The IRS is a business and they are in business to make money. That is one of the reasons the IRS does not make interest free loans. As a tax resolution specialist I have people ask me all the time if our firm is able to get the IRS to waive the penalties and interest on their tax debt. I tell them there may be certain circumstances under which the IRS may waive the penalties, but not interest.

The IRS must charge taxpayers interest by law. Think about it this way, if you did not pay taxes for a period of time and took the money you should have used to pay the taxes and invested the money then you would be earning interest on it. Likewise, the IRS is owed money they could be putting to use somewhere else in the economy and could be getting a return on their money. This is a very basic illustration but is does give a good reason why the IRS does not make interest free loans by waiving the interest portion of a tax debt.

Don't Claim Exempt

I work in the tax resolution field and one problem I see is individuals who owe big money to the IRS and the culprit is the taxpayer claiming exempt on their W-4. Many times there is no reason at all why the taxpayer made this particular designation. Sometimes it was because they were ill advised and sometimes it was due to the fact that they knew if they filed exempt they would take home more money immediately and would worry about the taxes later.

For most of these people they never got around to addressing the concern.
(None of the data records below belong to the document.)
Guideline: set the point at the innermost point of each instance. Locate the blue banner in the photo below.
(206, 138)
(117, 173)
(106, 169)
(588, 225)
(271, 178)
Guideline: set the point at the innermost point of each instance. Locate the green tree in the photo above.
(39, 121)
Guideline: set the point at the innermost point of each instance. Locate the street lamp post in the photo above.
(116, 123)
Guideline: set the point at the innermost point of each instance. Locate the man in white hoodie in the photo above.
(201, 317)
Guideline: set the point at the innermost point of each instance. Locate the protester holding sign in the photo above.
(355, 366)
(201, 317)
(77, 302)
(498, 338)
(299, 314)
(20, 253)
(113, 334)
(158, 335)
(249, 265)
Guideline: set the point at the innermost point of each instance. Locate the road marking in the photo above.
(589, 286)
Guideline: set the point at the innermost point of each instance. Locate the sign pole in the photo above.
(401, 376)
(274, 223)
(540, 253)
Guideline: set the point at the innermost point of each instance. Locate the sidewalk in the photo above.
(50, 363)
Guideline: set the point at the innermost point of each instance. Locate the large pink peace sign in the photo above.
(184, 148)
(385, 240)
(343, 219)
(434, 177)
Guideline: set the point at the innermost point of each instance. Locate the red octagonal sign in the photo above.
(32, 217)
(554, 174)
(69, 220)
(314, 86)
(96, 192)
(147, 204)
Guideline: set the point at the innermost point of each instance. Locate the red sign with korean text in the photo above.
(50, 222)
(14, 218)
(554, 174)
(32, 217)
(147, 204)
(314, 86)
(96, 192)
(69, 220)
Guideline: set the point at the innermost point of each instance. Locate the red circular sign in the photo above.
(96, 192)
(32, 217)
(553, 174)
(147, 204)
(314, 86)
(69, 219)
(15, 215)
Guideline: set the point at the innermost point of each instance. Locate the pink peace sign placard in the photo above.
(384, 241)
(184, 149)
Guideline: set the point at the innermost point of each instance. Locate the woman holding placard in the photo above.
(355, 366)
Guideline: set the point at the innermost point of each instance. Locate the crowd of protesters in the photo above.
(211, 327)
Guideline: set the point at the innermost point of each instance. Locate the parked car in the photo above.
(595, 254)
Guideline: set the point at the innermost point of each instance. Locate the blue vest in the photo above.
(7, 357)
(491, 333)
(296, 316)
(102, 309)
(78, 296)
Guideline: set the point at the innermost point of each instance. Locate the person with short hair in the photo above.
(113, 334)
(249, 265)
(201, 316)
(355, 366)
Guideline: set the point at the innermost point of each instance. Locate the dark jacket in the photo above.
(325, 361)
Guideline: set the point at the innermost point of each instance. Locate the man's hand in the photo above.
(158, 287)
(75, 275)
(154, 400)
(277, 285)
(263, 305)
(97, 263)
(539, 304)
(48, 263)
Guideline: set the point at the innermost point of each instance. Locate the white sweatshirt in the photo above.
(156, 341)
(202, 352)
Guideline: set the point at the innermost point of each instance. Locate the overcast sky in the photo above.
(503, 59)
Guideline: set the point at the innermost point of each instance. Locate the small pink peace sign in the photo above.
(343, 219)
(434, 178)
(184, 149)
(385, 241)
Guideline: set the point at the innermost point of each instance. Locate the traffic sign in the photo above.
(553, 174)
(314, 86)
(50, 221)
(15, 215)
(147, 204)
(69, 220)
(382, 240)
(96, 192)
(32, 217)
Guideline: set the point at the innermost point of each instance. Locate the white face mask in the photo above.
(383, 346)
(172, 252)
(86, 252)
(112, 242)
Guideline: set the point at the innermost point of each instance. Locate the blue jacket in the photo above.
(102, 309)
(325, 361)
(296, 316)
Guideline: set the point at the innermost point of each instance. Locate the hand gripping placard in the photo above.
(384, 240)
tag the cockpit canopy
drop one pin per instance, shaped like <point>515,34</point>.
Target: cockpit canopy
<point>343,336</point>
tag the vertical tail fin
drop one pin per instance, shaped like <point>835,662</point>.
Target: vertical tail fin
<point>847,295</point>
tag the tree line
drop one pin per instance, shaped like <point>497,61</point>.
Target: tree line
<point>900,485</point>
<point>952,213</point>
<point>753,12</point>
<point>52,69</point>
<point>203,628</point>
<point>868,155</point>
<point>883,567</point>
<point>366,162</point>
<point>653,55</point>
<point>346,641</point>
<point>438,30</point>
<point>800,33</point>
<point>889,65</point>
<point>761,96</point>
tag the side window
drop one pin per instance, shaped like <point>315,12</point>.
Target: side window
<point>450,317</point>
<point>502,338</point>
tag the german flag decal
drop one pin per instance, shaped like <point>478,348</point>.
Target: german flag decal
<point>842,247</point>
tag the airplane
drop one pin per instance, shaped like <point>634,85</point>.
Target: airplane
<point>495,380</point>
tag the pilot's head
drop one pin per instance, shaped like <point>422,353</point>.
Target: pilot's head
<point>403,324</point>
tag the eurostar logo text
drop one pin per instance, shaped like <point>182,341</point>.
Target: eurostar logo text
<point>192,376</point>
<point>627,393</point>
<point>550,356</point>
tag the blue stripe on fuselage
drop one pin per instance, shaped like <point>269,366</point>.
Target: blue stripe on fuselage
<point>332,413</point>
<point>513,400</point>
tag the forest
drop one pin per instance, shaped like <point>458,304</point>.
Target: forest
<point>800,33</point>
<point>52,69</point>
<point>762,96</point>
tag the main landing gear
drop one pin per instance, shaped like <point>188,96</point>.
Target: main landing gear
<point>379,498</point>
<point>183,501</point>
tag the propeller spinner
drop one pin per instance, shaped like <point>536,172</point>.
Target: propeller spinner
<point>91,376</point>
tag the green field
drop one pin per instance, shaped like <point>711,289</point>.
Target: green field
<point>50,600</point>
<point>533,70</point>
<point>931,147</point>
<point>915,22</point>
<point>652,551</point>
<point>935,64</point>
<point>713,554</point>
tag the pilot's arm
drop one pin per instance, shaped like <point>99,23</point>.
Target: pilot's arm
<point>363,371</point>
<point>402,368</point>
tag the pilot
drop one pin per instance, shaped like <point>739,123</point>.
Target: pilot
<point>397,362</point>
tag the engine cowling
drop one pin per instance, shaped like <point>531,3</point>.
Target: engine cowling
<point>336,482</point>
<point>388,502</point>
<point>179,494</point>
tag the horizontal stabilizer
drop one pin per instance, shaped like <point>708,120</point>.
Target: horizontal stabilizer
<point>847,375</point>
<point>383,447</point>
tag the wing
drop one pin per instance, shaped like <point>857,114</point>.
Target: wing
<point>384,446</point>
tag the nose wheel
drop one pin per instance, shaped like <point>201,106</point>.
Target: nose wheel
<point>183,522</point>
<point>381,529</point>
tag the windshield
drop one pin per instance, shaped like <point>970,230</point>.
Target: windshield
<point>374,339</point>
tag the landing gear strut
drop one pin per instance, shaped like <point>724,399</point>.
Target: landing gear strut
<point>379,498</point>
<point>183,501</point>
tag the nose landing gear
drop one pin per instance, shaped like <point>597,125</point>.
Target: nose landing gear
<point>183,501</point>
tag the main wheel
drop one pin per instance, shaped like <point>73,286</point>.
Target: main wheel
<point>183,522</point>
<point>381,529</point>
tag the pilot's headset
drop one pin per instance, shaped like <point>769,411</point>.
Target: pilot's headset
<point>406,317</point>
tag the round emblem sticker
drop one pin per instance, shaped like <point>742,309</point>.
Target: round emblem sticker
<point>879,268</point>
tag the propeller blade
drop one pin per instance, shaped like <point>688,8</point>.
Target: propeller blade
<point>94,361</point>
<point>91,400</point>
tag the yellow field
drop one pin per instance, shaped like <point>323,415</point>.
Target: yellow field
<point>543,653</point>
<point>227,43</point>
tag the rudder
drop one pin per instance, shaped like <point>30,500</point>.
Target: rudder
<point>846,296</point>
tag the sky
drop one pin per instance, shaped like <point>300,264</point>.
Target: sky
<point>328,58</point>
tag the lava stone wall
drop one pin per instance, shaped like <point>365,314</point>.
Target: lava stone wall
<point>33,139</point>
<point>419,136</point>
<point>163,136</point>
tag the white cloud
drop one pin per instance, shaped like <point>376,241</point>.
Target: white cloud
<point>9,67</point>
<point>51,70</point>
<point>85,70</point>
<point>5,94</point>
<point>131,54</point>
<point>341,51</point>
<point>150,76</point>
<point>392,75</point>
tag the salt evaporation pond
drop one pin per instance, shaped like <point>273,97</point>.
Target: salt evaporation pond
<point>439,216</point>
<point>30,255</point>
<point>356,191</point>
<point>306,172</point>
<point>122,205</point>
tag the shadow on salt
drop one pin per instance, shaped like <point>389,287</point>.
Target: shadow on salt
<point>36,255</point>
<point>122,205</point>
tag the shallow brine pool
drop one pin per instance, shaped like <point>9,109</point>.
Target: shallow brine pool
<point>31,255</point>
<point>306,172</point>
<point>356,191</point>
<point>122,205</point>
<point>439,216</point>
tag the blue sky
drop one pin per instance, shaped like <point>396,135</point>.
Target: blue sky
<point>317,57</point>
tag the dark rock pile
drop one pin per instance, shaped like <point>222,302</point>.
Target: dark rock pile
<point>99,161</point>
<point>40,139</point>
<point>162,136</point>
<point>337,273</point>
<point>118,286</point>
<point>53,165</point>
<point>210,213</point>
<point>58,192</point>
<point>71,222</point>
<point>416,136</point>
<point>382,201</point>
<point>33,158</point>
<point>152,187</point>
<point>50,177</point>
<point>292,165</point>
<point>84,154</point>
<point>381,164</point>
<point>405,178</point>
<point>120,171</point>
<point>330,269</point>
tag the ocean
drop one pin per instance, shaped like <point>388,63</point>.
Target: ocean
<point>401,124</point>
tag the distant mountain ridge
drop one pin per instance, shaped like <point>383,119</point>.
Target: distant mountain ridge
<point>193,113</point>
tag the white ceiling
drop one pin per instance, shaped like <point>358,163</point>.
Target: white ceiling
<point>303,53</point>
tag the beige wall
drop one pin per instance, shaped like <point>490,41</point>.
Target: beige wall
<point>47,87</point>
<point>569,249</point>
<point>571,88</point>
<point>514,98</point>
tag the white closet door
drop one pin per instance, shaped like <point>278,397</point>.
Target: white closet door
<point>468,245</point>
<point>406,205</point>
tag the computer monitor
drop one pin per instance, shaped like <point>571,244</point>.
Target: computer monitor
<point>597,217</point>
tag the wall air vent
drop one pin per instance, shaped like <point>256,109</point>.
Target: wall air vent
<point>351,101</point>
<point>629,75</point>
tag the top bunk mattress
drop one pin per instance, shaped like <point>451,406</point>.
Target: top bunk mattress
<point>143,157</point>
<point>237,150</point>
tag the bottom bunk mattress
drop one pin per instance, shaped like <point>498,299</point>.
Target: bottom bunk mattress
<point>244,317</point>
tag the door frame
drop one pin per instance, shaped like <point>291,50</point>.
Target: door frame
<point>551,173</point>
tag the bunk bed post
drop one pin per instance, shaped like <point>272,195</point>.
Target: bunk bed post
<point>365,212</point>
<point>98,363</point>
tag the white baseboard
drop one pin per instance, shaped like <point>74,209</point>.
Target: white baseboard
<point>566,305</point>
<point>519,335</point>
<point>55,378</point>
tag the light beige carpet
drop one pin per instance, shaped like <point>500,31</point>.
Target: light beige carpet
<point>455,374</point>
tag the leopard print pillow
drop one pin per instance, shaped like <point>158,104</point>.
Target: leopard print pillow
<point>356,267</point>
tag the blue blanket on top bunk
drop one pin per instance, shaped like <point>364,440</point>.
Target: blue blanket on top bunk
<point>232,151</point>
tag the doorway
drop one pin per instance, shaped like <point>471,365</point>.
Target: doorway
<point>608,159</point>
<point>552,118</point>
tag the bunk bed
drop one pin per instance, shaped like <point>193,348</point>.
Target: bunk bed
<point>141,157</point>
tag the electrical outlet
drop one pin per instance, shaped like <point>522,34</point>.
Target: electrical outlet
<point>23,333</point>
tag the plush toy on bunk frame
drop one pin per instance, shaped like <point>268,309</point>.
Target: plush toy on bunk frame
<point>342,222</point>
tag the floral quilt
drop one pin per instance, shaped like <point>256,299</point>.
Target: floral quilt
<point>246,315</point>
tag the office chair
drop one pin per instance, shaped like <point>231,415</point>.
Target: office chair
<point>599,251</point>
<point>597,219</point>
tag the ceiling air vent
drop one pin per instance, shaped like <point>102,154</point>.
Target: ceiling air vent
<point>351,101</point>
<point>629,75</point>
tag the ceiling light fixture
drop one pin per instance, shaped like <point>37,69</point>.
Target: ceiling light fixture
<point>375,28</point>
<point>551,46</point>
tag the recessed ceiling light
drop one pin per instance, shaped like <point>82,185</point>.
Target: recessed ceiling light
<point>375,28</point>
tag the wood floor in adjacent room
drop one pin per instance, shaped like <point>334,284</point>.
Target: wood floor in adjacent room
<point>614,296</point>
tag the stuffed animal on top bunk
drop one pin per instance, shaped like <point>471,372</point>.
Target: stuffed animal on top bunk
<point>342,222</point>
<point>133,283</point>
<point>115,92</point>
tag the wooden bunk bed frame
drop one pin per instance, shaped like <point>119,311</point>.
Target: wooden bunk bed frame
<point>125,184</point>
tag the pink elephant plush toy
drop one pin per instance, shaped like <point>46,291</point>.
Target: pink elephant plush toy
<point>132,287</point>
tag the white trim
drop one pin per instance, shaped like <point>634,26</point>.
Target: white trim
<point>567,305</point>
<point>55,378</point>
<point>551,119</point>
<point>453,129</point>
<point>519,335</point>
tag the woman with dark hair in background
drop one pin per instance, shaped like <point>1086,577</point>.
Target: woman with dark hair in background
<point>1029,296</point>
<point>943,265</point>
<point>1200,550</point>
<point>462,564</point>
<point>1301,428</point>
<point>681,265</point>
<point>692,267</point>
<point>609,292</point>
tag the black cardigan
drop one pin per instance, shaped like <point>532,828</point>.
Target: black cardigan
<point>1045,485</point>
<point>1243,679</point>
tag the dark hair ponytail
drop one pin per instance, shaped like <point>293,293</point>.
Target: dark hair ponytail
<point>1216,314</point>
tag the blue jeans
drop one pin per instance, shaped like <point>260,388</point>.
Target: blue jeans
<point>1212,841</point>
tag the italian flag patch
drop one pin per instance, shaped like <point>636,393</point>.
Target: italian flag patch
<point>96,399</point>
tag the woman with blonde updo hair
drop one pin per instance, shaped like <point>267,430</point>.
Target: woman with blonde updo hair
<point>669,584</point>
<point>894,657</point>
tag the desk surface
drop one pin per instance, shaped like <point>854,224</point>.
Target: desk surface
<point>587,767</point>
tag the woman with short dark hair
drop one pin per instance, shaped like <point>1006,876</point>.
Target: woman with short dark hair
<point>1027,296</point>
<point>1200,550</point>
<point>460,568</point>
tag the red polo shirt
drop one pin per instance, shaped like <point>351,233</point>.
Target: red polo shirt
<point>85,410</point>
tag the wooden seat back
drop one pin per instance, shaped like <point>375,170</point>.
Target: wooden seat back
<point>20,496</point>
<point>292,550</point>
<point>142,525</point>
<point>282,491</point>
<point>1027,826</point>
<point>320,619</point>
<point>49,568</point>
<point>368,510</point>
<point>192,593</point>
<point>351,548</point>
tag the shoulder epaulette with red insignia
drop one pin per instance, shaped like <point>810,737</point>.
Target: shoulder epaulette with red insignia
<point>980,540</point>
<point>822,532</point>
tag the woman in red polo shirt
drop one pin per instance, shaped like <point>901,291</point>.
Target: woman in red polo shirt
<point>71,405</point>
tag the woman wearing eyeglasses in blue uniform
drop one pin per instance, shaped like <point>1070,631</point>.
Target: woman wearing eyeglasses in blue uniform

Then after a few years had accumulated the IRS finally sends them a nice hefty tax bill and WHAM, they are caught in the trap. The IRS then seeks to collect. Fortunately most of these types of problems can be worked out thru a professional tax resolution firm. So remember, don’t claim exempt!

Claiming Your Refunds

If you have a string of unfiled tax returns with the IRS and you would like to get them all filed and get your refunds just keep in mind you are entitled to refunds going back only thee years. As the time approaches to file your 2008 tax return, due April 15, 2009, you will be able to claim a refund going back to 2006 (3 years – 2008, 2007 and 2006).

Likewise, if you have a refund due from years prior to 2006 then the IRS will not apply those refunds to any taxes owed. For example, if you owed the IRS $20,000 for the past 6 years, $4,000 from each year, and the IRS owed you a refund of say $3,000 from 2004, then the IRS would not apply that $3,000 to the total tax liability. I know this sounds rather stinky, however that’s the way it works. For more information as to how to best handle situations like these you should contact a tax professional.

An Important Note About Installment Agreements

Many taxpayers have installment agreements with the IRS for prior tax debts. If you have an installment agreement with the IRS then there is something you need to know especially as we approach the 2009 tax season. An installment agreement, believe it or not, is a luxury the IRS affords taxpayers who are not in a position to pay their tax debt in full and it is something that you want to maintain and protect if you have it.

One provision, or agreement, to the installment agreement is that you will file and pay all of your future tax obligations on time. As a tax resolution specialist I have spoken with many individuals who have not filed their returns for many years and all of a sudden they have to file because the IRS is about to levy their wages. They get into an installment agreement and then default the agreement shortly thereafter by not filing their next tax return on time. Don’t let this happen to you is you have an installment agreement. Get your next return filed ASAP!